先行上映をレイトで2D字幕で観てきました。すごくいい映画に仕上がっておりました〜。原作は桜坂洋のライトノベルSF『All You Need Is Kill』で、初読は確か大学2年の頃だから……もう9年前とかか?w いまはなき島大SF研最後の部長Kくんがおもしろいよってすすめてくれたのでした。Kちゃん、見てる〜?w 映画もよかったよ〜。

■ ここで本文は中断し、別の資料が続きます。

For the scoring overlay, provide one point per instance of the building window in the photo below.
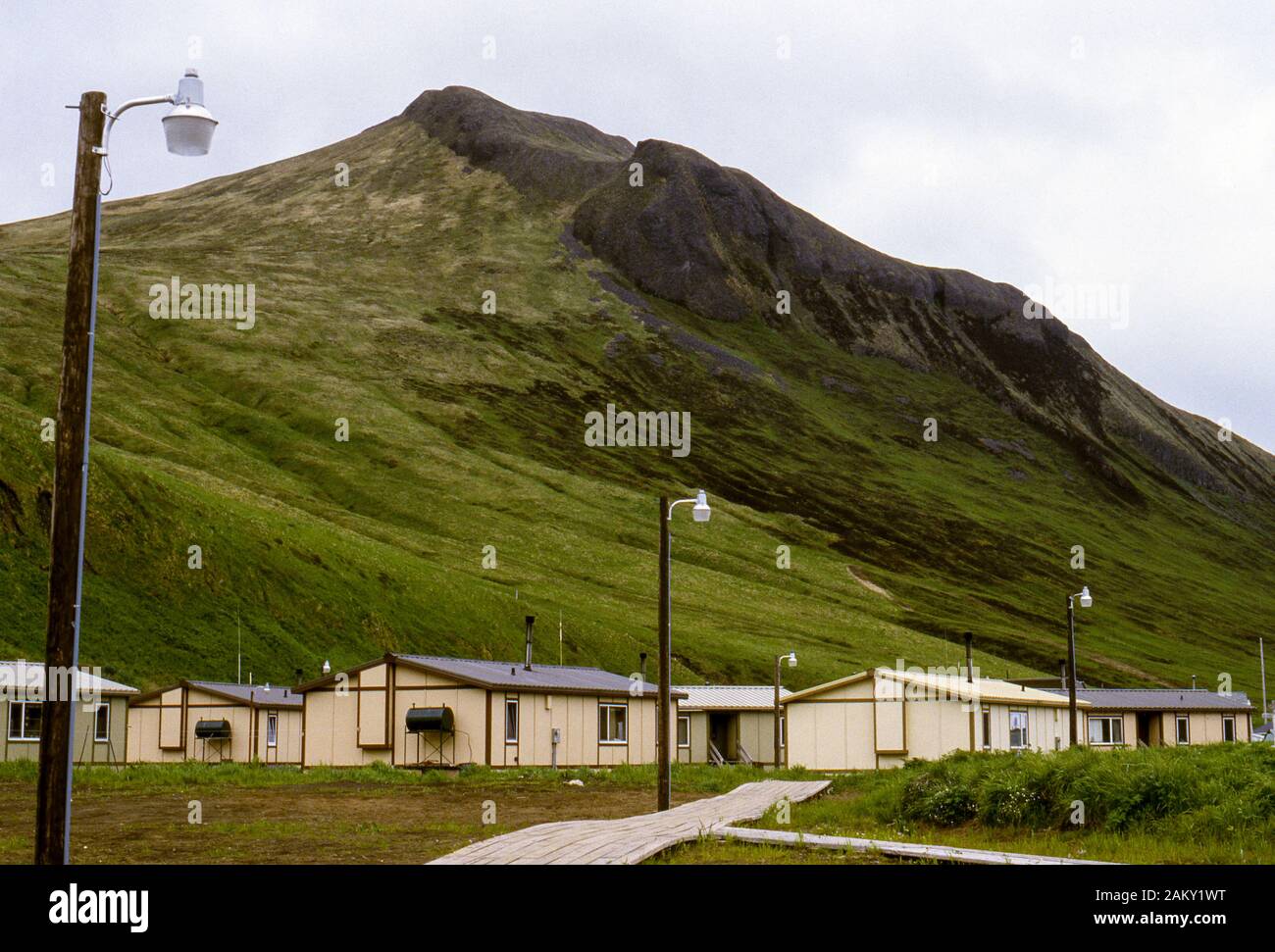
(510, 721)
(25, 719)
(102, 723)
(1018, 730)
(1105, 731)
(613, 723)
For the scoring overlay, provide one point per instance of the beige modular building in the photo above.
(432, 711)
(1161, 717)
(880, 718)
(216, 723)
(101, 714)
(728, 724)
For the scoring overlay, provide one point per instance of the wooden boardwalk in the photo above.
(909, 850)
(634, 838)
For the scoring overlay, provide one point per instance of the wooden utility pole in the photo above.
(71, 480)
(779, 761)
(666, 663)
(1071, 666)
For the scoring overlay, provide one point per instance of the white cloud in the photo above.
(1127, 144)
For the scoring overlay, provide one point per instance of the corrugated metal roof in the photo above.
(540, 676)
(944, 685)
(24, 673)
(253, 693)
(730, 697)
(1159, 698)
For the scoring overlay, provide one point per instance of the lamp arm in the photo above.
(113, 116)
(677, 502)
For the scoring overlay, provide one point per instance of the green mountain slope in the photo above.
(467, 431)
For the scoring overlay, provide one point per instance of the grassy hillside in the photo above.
(466, 429)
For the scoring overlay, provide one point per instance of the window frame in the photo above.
(604, 722)
(1025, 729)
(102, 736)
(517, 722)
(22, 723)
(1109, 719)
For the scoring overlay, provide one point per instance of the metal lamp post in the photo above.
(187, 131)
(791, 663)
(701, 513)
(1085, 602)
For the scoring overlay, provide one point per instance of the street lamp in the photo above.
(700, 511)
(1087, 600)
(791, 663)
(189, 131)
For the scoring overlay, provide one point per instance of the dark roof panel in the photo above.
(253, 693)
(1159, 698)
(540, 676)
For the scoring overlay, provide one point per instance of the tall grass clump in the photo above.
(1220, 790)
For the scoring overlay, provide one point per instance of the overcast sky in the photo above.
(1120, 149)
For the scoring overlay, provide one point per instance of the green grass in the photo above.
(156, 777)
(1193, 804)
(467, 431)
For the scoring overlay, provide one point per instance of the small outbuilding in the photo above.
(1161, 717)
(216, 722)
(880, 718)
(728, 724)
(433, 711)
(101, 714)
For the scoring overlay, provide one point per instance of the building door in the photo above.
(719, 733)
(1144, 729)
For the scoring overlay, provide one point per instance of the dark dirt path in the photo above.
(347, 823)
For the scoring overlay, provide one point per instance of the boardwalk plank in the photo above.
(633, 838)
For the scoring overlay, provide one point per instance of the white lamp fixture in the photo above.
(189, 126)
(701, 510)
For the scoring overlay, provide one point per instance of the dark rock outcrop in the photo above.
(542, 156)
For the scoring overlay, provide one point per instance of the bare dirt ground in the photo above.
(344, 823)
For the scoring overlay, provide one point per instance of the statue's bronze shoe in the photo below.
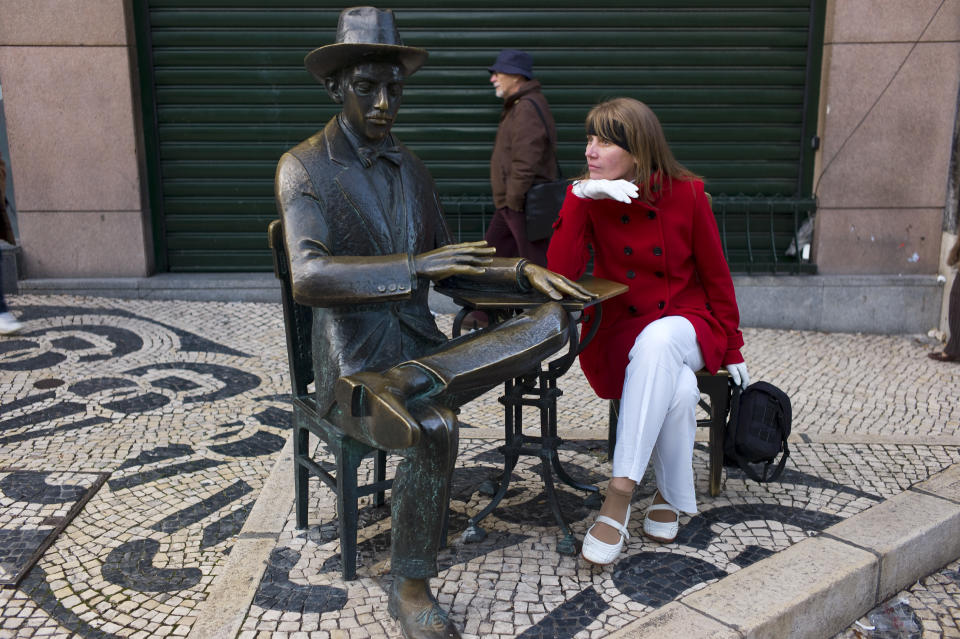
(430, 622)
(376, 399)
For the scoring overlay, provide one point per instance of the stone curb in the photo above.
(221, 614)
(818, 587)
(813, 589)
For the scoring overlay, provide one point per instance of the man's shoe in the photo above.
(382, 405)
(9, 324)
(429, 622)
(599, 552)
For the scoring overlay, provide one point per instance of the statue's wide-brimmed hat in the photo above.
(364, 34)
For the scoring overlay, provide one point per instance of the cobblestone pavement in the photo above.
(135, 436)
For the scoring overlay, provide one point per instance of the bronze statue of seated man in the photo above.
(365, 236)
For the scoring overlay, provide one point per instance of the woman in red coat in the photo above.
(649, 225)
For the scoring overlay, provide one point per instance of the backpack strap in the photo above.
(731, 450)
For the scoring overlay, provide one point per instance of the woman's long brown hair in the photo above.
(635, 122)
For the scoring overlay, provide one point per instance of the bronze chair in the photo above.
(721, 394)
(348, 452)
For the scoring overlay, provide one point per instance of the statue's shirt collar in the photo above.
(369, 154)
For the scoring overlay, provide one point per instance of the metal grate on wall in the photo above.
(225, 94)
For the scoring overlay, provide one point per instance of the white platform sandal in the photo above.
(599, 552)
(663, 531)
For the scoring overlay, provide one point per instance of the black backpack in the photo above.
(757, 431)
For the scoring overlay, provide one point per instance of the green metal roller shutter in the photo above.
(225, 93)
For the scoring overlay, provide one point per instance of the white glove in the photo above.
(619, 190)
(739, 374)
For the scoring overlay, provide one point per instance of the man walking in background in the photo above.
(523, 154)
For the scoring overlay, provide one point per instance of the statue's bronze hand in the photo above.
(467, 258)
(553, 284)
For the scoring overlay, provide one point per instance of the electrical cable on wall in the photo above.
(877, 100)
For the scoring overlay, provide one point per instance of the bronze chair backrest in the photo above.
(297, 318)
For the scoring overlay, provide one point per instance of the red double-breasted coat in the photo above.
(668, 252)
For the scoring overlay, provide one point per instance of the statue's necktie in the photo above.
(368, 156)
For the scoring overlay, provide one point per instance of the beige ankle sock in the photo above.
(614, 507)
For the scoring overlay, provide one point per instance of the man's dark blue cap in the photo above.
(513, 61)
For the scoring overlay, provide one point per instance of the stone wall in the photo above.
(888, 106)
(65, 66)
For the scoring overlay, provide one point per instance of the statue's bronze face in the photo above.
(370, 94)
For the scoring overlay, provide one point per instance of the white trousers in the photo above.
(658, 410)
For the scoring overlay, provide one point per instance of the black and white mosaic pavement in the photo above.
(181, 408)
(516, 584)
(180, 414)
(35, 507)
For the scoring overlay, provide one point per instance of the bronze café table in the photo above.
(538, 389)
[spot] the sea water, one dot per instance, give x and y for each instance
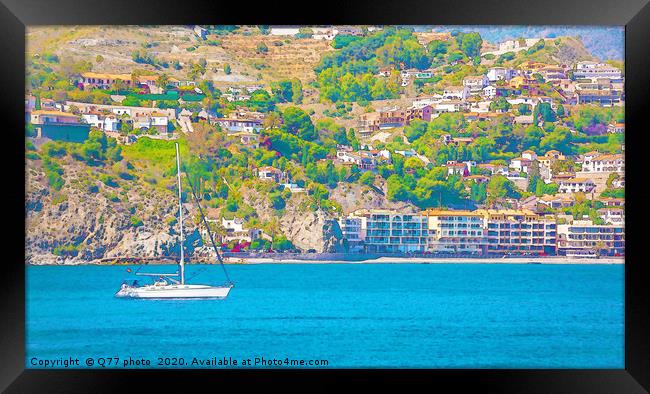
(336, 316)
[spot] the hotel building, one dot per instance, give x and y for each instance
(519, 232)
(384, 231)
(584, 238)
(455, 231)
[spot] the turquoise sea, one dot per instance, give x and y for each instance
(351, 315)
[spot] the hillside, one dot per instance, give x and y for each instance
(289, 157)
(286, 57)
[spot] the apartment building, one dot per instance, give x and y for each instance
(584, 238)
(384, 231)
(456, 231)
(519, 232)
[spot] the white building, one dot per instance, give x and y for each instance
(456, 93)
(603, 163)
(475, 83)
(489, 92)
(593, 70)
(500, 73)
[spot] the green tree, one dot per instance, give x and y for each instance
(298, 122)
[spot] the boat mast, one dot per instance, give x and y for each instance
(181, 265)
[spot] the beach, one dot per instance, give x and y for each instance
(433, 260)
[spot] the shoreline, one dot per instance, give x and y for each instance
(556, 260)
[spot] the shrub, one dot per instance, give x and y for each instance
(136, 221)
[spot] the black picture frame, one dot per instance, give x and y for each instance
(633, 14)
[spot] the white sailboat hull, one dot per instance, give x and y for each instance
(174, 291)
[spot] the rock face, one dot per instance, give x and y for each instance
(355, 196)
(333, 238)
(75, 225)
(302, 226)
(95, 226)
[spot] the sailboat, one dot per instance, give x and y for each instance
(174, 285)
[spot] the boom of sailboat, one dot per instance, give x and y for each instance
(174, 285)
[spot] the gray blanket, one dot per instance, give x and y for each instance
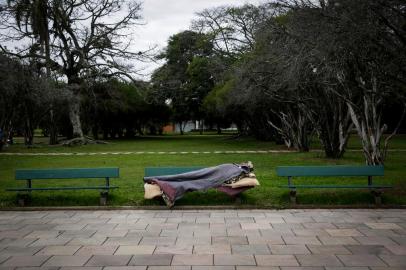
(175, 186)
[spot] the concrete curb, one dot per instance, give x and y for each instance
(199, 207)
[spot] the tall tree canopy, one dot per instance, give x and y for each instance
(87, 39)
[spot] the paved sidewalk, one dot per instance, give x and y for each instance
(200, 239)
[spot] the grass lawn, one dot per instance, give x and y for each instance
(132, 166)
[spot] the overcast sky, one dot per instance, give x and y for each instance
(167, 17)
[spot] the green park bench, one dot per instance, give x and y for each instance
(324, 171)
(29, 175)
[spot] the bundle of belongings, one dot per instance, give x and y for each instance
(231, 179)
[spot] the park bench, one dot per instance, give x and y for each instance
(324, 171)
(29, 175)
(157, 171)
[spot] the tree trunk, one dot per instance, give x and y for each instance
(53, 134)
(74, 115)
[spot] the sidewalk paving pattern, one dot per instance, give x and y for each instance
(204, 240)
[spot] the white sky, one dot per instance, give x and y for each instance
(168, 17)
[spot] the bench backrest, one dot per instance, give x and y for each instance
(67, 173)
(330, 171)
(156, 171)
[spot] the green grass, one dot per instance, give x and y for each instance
(132, 166)
(209, 142)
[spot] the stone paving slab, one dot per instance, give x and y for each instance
(299, 239)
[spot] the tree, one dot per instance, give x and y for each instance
(184, 80)
(87, 40)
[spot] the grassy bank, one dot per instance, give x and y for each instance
(132, 166)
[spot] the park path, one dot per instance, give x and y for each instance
(167, 152)
(204, 239)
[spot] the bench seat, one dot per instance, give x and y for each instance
(60, 188)
(30, 175)
(329, 171)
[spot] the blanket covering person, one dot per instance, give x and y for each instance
(175, 186)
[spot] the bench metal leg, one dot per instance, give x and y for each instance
(237, 199)
(292, 195)
(377, 196)
(23, 199)
(103, 198)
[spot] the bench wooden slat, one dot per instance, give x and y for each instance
(330, 171)
(157, 171)
(334, 186)
(60, 188)
(67, 173)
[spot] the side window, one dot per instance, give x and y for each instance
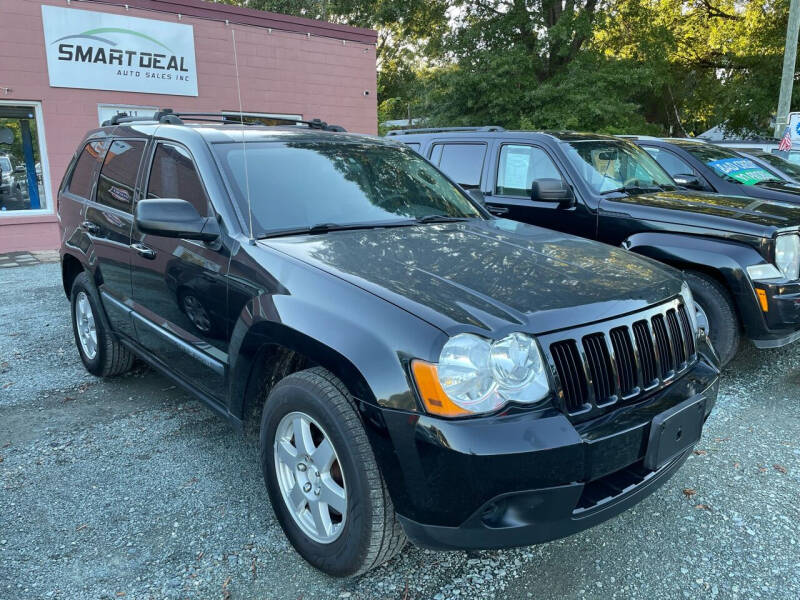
(80, 182)
(520, 166)
(173, 175)
(463, 163)
(671, 163)
(118, 174)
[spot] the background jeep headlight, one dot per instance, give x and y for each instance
(787, 255)
(688, 300)
(475, 375)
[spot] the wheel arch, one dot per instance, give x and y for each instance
(270, 351)
(71, 267)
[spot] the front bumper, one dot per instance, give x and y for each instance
(782, 317)
(525, 478)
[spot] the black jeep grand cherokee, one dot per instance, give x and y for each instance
(421, 368)
(740, 256)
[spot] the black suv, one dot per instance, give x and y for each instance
(740, 257)
(418, 367)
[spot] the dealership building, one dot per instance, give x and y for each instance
(68, 65)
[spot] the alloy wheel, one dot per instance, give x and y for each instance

というわけで原作既読で映画も観た人向けの、以下感想です。
ストーリーの舞台は謎の生物「ギタイ」の侵略にあっているヨーロッパ。対侵略者の決死の任務にあたっていたウィリアム・ケイジ少佐は、敵に何一つのダメージも与えられずに戦死してしまうものの、次の瞬間、彼は戦地に赴く前の時間に戻っていた。何度か戦死し、また前の時間に戻ってしまう出来事が繰り返されるにつれ、ウィリアムは自分がタイムループに巻き込まれてしまっていることに気付くのだった!
監督は『ボーン・アイデンティティ』でがちゃがちゃカメラワークを生み出し一世を風靡したダグ・リーマン。ハイカソルで出版された翻訳版から脚本が作成され、それが売れたとニュースになったのが2010年だったと記憶しているのでそれから4年が経ったわけなのか。主演はトム・クルーズ。彼と、装備するジャケットと妙にもっさりした感のあるトレイラーのおかげでどうにもダサいなぁと思って、実はそんなに期待してなかったのですが、いやいやこれがびっくり。ノルマンディー上陸作戦といえば冒頭10分がとても楽しい『プライベート・ライアン』なわけですが、あれが死に戻りによって何度も楽しめるわけですw ただその死に方や、作戦中に死ぬことがわかっている人を助けようとする描写などでかなり緩急がつけてあって、ぜんぜん飽きない。これはやっぱり演出の勝利だと思います。途中、タイムループのメカニズムについて解説が入るのですが、そこでも描かれるのはギタイの生態とかそういう部分ではなく、ストーリーを駆動するために目的を明確にする、そういう描写なので、いやーすごく実務的だなぁと惚れ惚れしました。
意識/記憶だけループすることでどんどん強くなっていく――原作がむしろ武道家の型を修練していくことで反射の域に近づける非常にストイックなそれだったのに対し、まさか映画は映像的に表現するためとはいえ敵の出現ポイントをマッピングしてそれを記憶して行動するというまさにゲーム的な演出を見せられて思わず笑ってしまったのですが、その後にさらにMGS的な応用描写があってもうきゅんきゅんしてしまいましたねw ニューステージに進んだらちょっと弱腰になって死に戻り、というのも非常にいい伏線で、それがラストに響いてくる――そういう意味で原作のテーマもそうでしたが、時の不可逆性をきちんと描いてあって非常に好感度が高かったです。ラストのトム・クルーズの表情に「ふわああ」ってなって、帰途はにこにこしながら「ああ、いい映画を観たなあ」となることうけ合いです。あとはリタのコーヒーの描写もよかったですし、EDの曲と、ワイヤーフレームで描かれるジャケットもなんだかすごくかっこよかったです。なんだかダサいなぁと思っていたのに変わるもんだなぁって。
で、思ったのは、これはひとつの作品としてちゃんと成立しているので『Edge of Tomorrow』と呼びたい、ということ。ただの小説の映画化ではなく、敬意を持ってちょっと自分の中で意識したいと思ったのでした。は〜、すばらしいアクションSF映画でした! おすすめです!